Problems with Taste

Symptoms and Diagnosis

Symptoms Vary With Disorders

There are several types of taste disorders depending on how the sense of taste is affected. People who have taste disorders usually lose their ability to taste or can no longer perceive taste in the same way. True taste disorders are rare. Most changes in the perception of food flavor result from the loss of smell.

Phantom Taste Perception. The most common taste complaint is "phantom taste perception" -- tasting something when nothing is in the mouth.

Hypogeusia. Some people have hypogeusia, or the reduced ability to taste sweet, sour, bitter, salty, and savory, or umami. This disorder is usually temporary.

Dysgeusia. Dysgeusia is a condition in which a foul, salty, rancid, or metallic taste sensation will persist in the mouth. Dysgeusia is sometimes accompanied by burning mouth syndrome, a condition in which a person experiences a painful burning sensation in the mouth. Although it can affect anyone, burning mouth syndrome is most common in middle-aged and older women.

Ageusia. Other people can't detect taste at all, which is called ageusia. This type of taste disorder can be caused by head trauma; some surgical procedures, such as middle ear surgery or extraction of the third molar; radiation therapy; and viral infections.

Why a Diagnosis Is Important

If you think you have a taste disorder, see your doctor.
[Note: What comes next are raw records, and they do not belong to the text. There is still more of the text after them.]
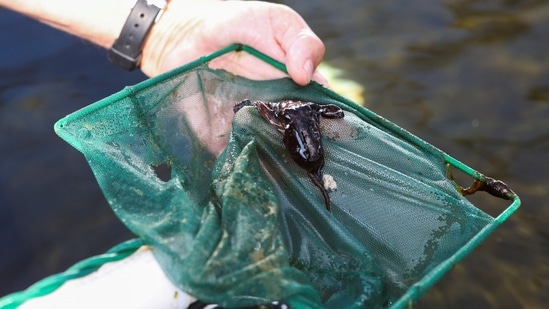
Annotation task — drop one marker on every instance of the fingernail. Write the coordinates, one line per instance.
(308, 67)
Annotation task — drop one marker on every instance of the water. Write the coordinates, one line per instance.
(471, 77)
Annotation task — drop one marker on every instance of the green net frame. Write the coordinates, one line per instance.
(413, 293)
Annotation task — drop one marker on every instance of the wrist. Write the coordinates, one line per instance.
(126, 50)
(171, 38)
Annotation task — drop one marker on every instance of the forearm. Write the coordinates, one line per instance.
(98, 21)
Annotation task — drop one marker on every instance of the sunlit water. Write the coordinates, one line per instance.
(470, 77)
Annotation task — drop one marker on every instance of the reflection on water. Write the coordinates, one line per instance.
(471, 77)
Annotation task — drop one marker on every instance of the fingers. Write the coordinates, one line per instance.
(304, 53)
(303, 49)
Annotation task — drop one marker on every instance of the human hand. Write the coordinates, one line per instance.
(188, 30)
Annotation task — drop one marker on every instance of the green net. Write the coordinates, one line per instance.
(233, 220)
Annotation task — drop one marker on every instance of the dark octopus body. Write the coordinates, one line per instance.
(299, 123)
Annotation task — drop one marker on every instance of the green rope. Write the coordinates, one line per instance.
(80, 269)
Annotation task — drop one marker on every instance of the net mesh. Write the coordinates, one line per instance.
(233, 220)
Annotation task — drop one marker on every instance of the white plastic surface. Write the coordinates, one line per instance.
(135, 282)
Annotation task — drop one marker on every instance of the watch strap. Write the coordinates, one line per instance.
(126, 50)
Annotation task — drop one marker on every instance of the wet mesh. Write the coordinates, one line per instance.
(244, 225)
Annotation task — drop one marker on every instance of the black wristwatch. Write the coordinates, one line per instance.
(126, 50)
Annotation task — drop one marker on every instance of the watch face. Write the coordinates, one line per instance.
(126, 50)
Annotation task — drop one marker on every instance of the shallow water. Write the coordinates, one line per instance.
(470, 77)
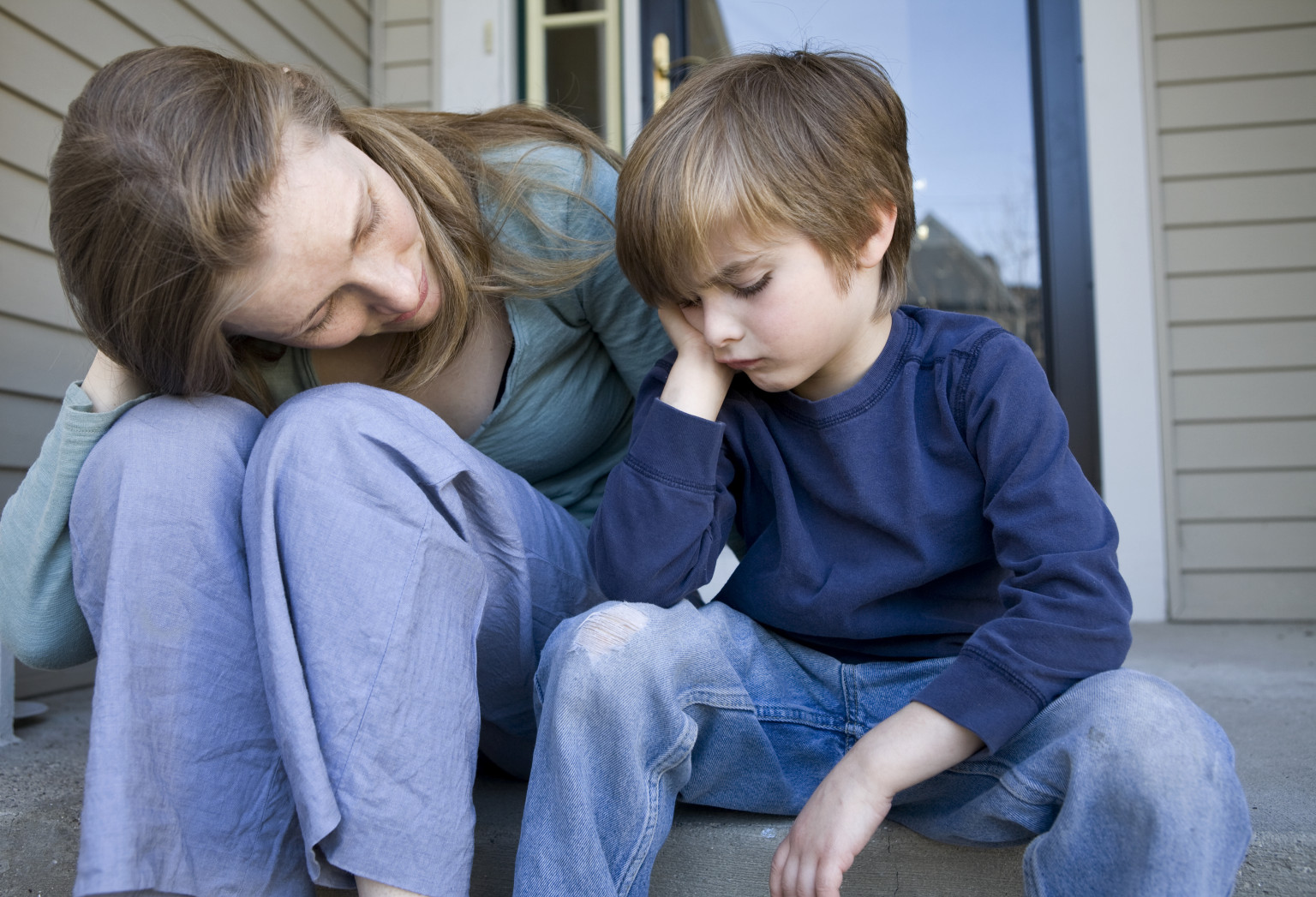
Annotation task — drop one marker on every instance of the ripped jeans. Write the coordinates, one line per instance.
(1122, 786)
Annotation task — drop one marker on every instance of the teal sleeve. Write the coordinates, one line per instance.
(626, 326)
(39, 619)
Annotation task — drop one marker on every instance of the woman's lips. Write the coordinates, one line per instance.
(424, 295)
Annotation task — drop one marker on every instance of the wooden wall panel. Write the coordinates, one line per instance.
(1254, 198)
(1239, 54)
(1247, 494)
(83, 28)
(1234, 132)
(1262, 545)
(28, 135)
(1237, 152)
(1196, 16)
(24, 209)
(1242, 296)
(39, 69)
(1230, 346)
(1228, 105)
(27, 420)
(1245, 396)
(1244, 248)
(1244, 445)
(31, 287)
(1254, 595)
(42, 361)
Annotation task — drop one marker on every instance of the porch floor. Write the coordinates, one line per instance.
(1259, 680)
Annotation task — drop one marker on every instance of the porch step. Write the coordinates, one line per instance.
(1259, 680)
(727, 854)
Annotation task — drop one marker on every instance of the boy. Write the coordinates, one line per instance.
(930, 584)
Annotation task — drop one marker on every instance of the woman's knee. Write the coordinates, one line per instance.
(167, 452)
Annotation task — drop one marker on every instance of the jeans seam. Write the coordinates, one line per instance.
(680, 750)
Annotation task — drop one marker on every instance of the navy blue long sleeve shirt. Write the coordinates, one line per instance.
(932, 509)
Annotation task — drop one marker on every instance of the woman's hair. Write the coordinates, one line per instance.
(156, 208)
(758, 144)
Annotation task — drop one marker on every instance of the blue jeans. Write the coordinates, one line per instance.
(306, 625)
(1122, 786)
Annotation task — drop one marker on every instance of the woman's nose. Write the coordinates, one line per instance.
(391, 285)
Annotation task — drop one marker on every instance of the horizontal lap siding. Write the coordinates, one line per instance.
(404, 54)
(1235, 107)
(48, 51)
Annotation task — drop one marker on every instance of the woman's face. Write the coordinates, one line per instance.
(343, 254)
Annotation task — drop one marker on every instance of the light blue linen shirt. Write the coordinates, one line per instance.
(562, 422)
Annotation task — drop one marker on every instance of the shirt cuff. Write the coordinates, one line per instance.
(984, 697)
(677, 447)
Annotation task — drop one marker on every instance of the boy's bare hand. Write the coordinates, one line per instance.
(829, 833)
(697, 385)
(912, 745)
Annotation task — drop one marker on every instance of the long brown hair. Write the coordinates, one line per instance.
(156, 206)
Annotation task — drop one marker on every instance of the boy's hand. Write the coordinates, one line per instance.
(697, 385)
(830, 830)
(852, 801)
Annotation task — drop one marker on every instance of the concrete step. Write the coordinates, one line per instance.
(1259, 680)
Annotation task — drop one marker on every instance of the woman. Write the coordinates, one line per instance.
(289, 611)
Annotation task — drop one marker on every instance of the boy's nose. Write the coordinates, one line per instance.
(720, 328)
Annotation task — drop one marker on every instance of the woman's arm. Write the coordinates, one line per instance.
(39, 619)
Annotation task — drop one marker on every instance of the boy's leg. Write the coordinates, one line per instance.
(1129, 786)
(641, 704)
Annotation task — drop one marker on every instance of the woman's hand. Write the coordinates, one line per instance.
(846, 808)
(697, 385)
(110, 386)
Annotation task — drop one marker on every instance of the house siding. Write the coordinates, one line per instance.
(48, 51)
(1234, 147)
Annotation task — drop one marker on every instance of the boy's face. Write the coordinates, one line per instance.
(774, 311)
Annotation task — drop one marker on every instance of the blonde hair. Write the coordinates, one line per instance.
(758, 144)
(156, 206)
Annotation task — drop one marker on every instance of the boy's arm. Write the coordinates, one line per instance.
(667, 511)
(1065, 605)
(851, 803)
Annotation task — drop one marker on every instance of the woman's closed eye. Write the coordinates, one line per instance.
(324, 322)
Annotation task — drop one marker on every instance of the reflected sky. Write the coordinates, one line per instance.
(961, 68)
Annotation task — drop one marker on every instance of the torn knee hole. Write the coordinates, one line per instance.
(607, 631)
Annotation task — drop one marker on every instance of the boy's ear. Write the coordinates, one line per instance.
(874, 248)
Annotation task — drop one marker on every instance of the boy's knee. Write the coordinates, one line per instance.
(615, 649)
(609, 629)
(1153, 735)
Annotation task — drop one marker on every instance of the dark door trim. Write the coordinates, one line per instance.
(1065, 221)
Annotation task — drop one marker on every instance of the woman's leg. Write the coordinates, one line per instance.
(1129, 786)
(184, 788)
(386, 557)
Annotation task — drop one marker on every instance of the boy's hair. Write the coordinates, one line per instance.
(758, 144)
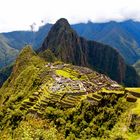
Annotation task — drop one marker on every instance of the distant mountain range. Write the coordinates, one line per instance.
(68, 47)
(51, 99)
(123, 36)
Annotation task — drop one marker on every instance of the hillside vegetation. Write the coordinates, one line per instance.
(54, 100)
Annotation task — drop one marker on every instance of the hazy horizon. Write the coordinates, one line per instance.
(19, 15)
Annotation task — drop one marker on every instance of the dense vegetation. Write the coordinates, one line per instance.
(5, 73)
(7, 53)
(67, 46)
(31, 107)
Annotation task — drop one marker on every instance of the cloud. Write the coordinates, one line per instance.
(20, 14)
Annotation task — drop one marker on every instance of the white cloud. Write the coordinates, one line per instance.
(19, 14)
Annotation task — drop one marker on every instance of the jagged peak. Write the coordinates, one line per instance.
(62, 21)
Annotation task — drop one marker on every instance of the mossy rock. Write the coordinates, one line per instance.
(131, 98)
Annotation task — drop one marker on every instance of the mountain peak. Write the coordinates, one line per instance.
(62, 21)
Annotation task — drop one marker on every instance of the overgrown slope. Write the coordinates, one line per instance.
(43, 100)
(67, 46)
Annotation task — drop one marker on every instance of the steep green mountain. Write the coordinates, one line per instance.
(5, 73)
(43, 100)
(137, 66)
(67, 46)
(7, 53)
(123, 36)
(18, 39)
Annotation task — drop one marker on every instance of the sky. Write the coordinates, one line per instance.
(20, 14)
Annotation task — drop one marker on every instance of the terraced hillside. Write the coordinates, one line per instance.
(43, 100)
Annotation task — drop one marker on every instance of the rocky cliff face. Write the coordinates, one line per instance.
(67, 46)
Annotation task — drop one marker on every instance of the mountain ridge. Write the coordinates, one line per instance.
(67, 46)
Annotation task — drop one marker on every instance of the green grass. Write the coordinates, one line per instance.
(65, 74)
(112, 91)
(133, 89)
(136, 109)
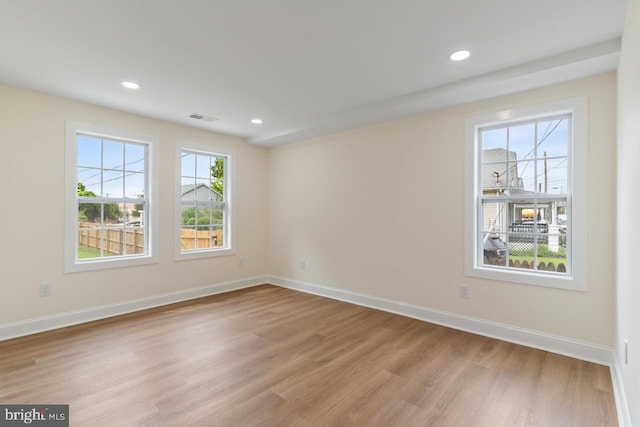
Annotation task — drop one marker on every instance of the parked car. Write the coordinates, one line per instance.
(494, 247)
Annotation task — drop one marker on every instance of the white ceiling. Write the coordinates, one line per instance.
(306, 67)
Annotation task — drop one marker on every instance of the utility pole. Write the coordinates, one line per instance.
(545, 171)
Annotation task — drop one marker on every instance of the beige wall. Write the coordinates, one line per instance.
(32, 147)
(379, 211)
(628, 233)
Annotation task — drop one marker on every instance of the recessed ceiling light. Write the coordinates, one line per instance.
(459, 55)
(130, 85)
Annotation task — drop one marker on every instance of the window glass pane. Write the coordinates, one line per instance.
(89, 239)
(89, 151)
(203, 166)
(112, 213)
(113, 240)
(494, 177)
(113, 155)
(89, 180)
(134, 157)
(494, 249)
(522, 142)
(494, 217)
(553, 137)
(89, 212)
(203, 190)
(134, 185)
(188, 164)
(526, 180)
(552, 175)
(494, 139)
(112, 184)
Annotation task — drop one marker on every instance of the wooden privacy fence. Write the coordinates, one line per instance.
(111, 239)
(550, 266)
(200, 239)
(89, 235)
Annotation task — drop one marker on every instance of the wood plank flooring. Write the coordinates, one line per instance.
(268, 356)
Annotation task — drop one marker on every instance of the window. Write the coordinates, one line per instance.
(204, 201)
(109, 202)
(526, 195)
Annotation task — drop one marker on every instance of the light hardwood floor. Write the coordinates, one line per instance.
(268, 356)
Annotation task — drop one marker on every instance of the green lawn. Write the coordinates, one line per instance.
(86, 252)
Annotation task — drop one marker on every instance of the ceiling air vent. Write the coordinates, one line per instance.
(202, 117)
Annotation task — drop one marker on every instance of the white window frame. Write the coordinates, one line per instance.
(71, 262)
(576, 277)
(228, 212)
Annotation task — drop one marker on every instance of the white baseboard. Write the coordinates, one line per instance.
(42, 324)
(624, 417)
(555, 344)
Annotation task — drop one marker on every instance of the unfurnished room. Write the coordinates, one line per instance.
(305, 213)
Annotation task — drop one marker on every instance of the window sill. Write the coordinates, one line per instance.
(107, 263)
(549, 280)
(204, 253)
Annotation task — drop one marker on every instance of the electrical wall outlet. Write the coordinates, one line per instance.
(45, 289)
(626, 352)
(464, 291)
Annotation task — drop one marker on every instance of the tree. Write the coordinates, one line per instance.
(205, 216)
(92, 211)
(138, 207)
(217, 172)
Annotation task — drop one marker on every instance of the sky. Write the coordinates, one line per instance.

Loss of the sense of taste can lead to depression and a reduced desire to eat. Loss of appetite can lead to loss of weight, poor nutrition and weakened immunity. In some cases, loss of taste can accompany or signal conditions such as diabetes. Sometimes, a problem with taste can be a sign of a disease of the nervous system, such multiple sclerosis, Alzheimer's disease, or Parkinson’s disease.

Do You Have a Taste Disorder?

If you think you have a taste disorder, try to identify and record the circumstances surrounding it. Ask yourself the following questions:

  • When did I first become aware of it?
  • What changes in my taste do I notice?
  • Do all foods and drinks taste the same?
  • Have there been any changes in my sense of smell?
  • Does the change in taste affect my ability to eat normally?
  • What medications do I take? What are the names of the medications? How much do I take? What is the health condition for which I take them?
  • Have I recently had a cold or the flu?

Talking With Your Doctor

Bring this information with you when you visit the doctor. He or she may refer you to an otolaryngologist, a specialist in diseases of the ear, nose, and throat. An accurate assessment of your taste loss will include, among other things

  • a physical examination of your ears, nose, and throat
  • a dental examination and assessment of oral hygiene
  • a review of your health history
  • a taste test supervised by a health care professional.

Tests for Taste Disorders

Some tests are designed to measure the lowest concentration of a substance that a person can detect or recognize. Your doctor may ask you to compare the tastes of different substances or to note how the intensity of a taste grows when a substance's concentration is increased.

Scientists have developed taste tests in which the patient responds to different concentrations of a substance. This may involve a simple "sip, spit, and rinse" test or the application of a substance directly to your tongue using an eye dropper. By using these tests, your doctor can determine if you have a true taste disorder and what type it is.

If your doctor suspects that nerves in your mouth or head may be affected, he or she may order an X-ray, usually a CAT scan, to look further into the head and neck area.

Once the cause of a taste disorder is found, your doctor may be able to treat it. Many types of taste disorders are reversible, but if not, counseling and self-help techniques may help you cope.